L’ordonnance de clôture a été rendue le 1er décembre 2021.
MOTIFS :
La SCI prétend que M. [Z] n’aurait pas constitué le dossier de permis de construire modificatif du permis de construire initial délivré le 26 octobre 2010 et qu’il ne l’aurait pas déposé dans les délais.
Il ressort, cependant, de la déclaration de créance adressée par la SCI à Me [H] et de la lettre de la SCI à la mairie de Gémenos du 25 juillet 2014 que le dossier a bien été établi au mois de septembre 2013 mais qu’il n’a été déposé en mairie que le 28 juillet 2014, le dépôt incombant au maître d’ouvrage selon les stipulations du contrat d’architecte du 25 juin 2013.
S’il est établi que le dossier de permis de construire modificatif a dû être repris et terminé conformément aux prescriptions de la mairie, la mise en liquidation judiciaire de M. [Z] par jugement du 22 mai 2014, sans autorisation de poursuite exceptionnelle d’activité, a empêché celui-ci de procéder aux aménagements prescrits.
Il en ressort que M. [Z] n’a commis aucune faute au stade du permis de construire modificatif.
La SCI soutient que les travaux ayant été engagés avant le dépôt du permis modificatif et la rédaction des CCTP définitifs, les entreprises auraient eu du mal à se positionner, rendant ainsi illusoire la comparaison entre les entreprises, et entraînant un retard excessif dans les travaux. Il explique les nombreuses réserves affectant les travaux.

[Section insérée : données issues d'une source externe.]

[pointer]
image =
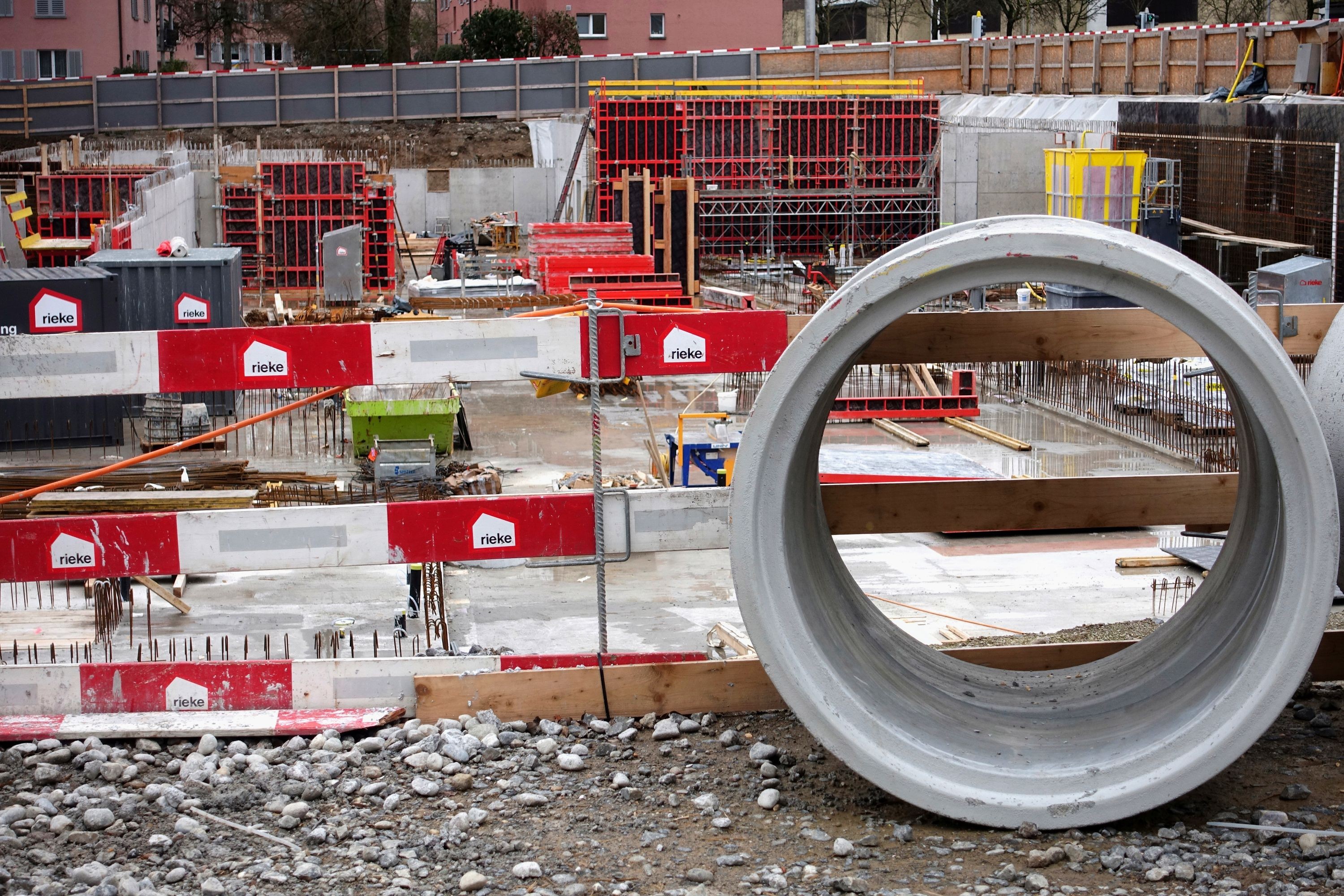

Aucune date d’achèvement des travaux n’a été prévue dans le contrat d’architecte de sorte que la SCI ne peut arguer d’un retard sans démontrer que l’architecte a dépassé un délai raisonnable. Or, cette preuve n’est nullement rapportée, notamment, eu égard à l’ampleur de l’opération immobilière projetée par la SCI.
En outre, la SCI ne produit aucune pièce de nature à démontrer les difficultés rencontrées à l’occasion du choix des entreprises et à justifier de difficultés des entreprises en lien avec un manquement du maître d’oeuvre dans sa mission de direction du chantier et de suivi des travaux.
Il n’est pas démontré que l’existence de nombreuses réserves, qui relèvent de l’exécution des travaux par les entreprises, soit imputable à M. [Z]. Au surplus, celui-ci a été placé en liquidation judiciaire, par jugement du 22 mai 2014, sans autorisation de poursuite exceptionnelle d’activité. Il ne pouvait plus effectuer les diligences nécessaires pour la levée des réserves, de sorte qu’il ne peut lui être reproché un manquement dans sa mission d’assistance à la réception des travaux.
La preuve d’une faute de M. [Z] dans l’exécution de sa mission n’étant pas rapportée, la SCI sera déboutée de toutes ses demandes formées contre Me [S] ès qualités et contre la MAF.
Il serait inéquitable de laisser à la charge de Me [S] ès qualités et de la MAF les frais irrépétibles qu’ils ont exposés.
PAR CES MOTIFS :
Statuant publiquement, par arrêt de défaut
Confirme le jugement déféré en toutes ses dispositions ;
Y ajoutant,
Condamne la SCI du Garlaban à payer à Me [S] en qualité de mandataire judiciaire de M. [W] [Z] et la MAF la somme de 1 500 euros chacun ;
Condamne la SCI du Garlaban aux dépens d’appel qui pourront être recouvrés contre elle conformément aux dispositions de l’article 699 du code de procédure civile.